A jury at the High Court in Edinburgh today found Ross Taggart guilty of killing his mother, Carol Anne Taggart. This is the full sentencing statement by judge Lord Uist:
“Ross Taggart, you have been convicted by the unanimous verdict of the jury of the terrible crime of the murder of your mother, a woman who did a great deal, indeed probably too much, for you in the course of her life.
“In the course of an argument on 21 or 22 December last year you caused her head injuries and throttled her to death. You thereafter embarked on a calculated course of deceit by reporting her as missing to the police and persistently lying about your actions.
“Within hours of having taken your mother’s life you accessed a dating website on the internet and arranged for later that day a casual sexual encounter with a woman previously unknown to you.

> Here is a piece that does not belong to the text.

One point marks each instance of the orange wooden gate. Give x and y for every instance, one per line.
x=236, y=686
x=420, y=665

“You wrapped your mother’s body in linen from the house and caravan which she owned, tied together with twine from your bedroom in the caravan, and placed it in the void under the wooden stairway to a nearby caravan, where it was discovered by the police on 11 January this year.
“You have shown no regret or remorse and even continued to deny your involvement before the jury in the face of overwhelming and unanswerable evidence against you. Your response to the evidence against you was at times ludicrous. How you have lived with your conscience since you murdered your mother I do not know.

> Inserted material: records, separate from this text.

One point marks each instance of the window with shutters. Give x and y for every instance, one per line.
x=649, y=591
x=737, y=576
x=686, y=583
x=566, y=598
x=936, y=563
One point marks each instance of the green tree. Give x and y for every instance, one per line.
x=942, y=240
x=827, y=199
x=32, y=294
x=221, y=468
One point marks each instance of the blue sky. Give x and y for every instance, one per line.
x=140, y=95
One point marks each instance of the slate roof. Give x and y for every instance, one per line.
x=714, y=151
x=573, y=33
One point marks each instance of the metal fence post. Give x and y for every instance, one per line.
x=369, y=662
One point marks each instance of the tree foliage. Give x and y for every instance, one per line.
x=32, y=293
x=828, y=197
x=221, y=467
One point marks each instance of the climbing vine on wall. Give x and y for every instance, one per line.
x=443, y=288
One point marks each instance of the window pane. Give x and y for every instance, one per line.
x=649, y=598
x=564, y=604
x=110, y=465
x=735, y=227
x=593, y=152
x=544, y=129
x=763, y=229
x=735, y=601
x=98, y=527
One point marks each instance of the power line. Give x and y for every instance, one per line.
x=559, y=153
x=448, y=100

“The sentence for murder is fixed by law and I must now impose that sentence on you. I sentence you to imprisonment for life.
“I must also fix the punishment part of your sentence, which is the period you must spend in full in prison in order to satisfy the requirements of punishment and deterrence before you can even apply to the Parole Board for Scotland to be released on licence.
“In fixing that period I take into account not only the circumstances of the murder itself but also your conduct thereafter as set out in charge 2, on which I formally admonish you.
“I fix the punishment part of your sentence at 18 years. You must not assume that you will automatically be released at the end of that period: you will be released only when the Parole Board for Scotland is satisfied that it is no longer necessary for the protection of the public that you continue to be confined in prison.
“Your sentence will run from 14 January 2015.”